US 12,443,396 B2
Identification of relevant code block within relevant software package for a query
Carl Emil Orm Wareus, Malmo (SE); Nils Valdemar Barr Zeilon, Kista (SE); and Per Filip Heden, Kista (SE)
Assigned to Micro Focus LLC, Santa Clara, CA (US)
Filed by MICRO FOCUS LLC, Santa Clara, CA (US)
Filed on Nov. 23, 2022, as Appl. No. 17/993,508.
Prior Publication US 2024/0168728 A1, May 23, 2024
Int. Cl. G06F 8/36 (2018.01); G06F 8/73 (2018.01); G06F 16/2455 (2019.01); G06F 16/28 (2019.01)

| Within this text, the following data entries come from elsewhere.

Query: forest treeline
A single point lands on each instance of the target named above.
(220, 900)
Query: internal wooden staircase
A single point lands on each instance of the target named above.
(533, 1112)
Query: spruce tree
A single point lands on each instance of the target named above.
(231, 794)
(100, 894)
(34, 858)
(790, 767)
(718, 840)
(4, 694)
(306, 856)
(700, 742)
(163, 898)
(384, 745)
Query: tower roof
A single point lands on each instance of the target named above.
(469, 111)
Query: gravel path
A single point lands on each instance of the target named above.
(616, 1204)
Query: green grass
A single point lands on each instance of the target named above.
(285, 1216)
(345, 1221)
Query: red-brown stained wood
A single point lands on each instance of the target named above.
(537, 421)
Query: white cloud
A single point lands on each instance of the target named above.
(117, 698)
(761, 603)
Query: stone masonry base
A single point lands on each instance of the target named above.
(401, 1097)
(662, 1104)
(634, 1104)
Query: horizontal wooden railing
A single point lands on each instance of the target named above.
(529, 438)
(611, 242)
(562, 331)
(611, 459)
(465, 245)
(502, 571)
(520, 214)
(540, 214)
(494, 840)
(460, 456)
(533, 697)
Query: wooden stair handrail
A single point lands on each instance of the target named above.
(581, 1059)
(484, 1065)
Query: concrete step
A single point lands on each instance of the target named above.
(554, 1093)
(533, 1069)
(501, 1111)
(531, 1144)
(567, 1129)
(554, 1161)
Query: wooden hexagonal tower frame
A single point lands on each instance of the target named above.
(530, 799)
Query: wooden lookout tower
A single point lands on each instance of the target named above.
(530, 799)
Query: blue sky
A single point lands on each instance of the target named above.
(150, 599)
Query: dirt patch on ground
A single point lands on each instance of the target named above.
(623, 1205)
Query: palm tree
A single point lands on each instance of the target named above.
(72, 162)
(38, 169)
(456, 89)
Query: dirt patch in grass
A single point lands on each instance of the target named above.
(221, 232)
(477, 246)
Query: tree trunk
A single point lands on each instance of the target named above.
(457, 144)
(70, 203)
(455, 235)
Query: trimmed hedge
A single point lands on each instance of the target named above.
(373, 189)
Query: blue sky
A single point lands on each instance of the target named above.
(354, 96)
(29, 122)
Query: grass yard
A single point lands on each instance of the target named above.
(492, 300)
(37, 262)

CPC G06F 8/36 (2013.01) [G06F 8/73 (2013.01); G06F 16/2455 (2019.01); G06F 16/285 (2019.01)] 15 Claims
OG exemplary drawing
 
1. A method comprising:
for each of a plurality of software packages:
generating, by a processor, code block embeddings respectively representing a plurality of code blocks of the software package, wherein:
the software package comprises source code in a computer programming language that is interpretable or compilable for execution by a computing device,
the plurality of code blocks each correspond to a function, class, object, or method of the source code that is individually reusable in development of a software project, and
the code block embeddings each comprise a vector of programming language syntax present in the source code of a corresponding one of the elesk the blocks represented by the code block embedding;
clustering, by the processor, the code block embeddings into functionality clusters;
generating, by the processor, functionality, wherein:
the functionality embeddings each represent a corresponding one of the functionality clusters,
the functionality embeddings each comprise a vector, and
each functionality embedding is generated by combining the vectors of the code block embeddings of the functionality cluster into the vector of the functionality embedding representing the corresponding one of the functionality clusters that is represented by the functionality embedding;
generating, by the processor, a software package embedding representing the software package, using either the functionality embeddings or both the functionality embeddings and the code block embeddings, wherein:
the software package embedding comprises a vector, and
the software package embedding is generated at least by combining the vectors of
the functionality embeddings into the vector of the software package embedding;
storing, by the processor, the software package embedding, the functionality embeddings, and the code block embeddings in a database;
generating, by the processor, a query embedding representing a query;
querying, by the processor, the database using the query embedding to identify a relevant code block within a relevant software package for the query; and
returning, by the processor, the relevant code block within the relevant software package that has been identified.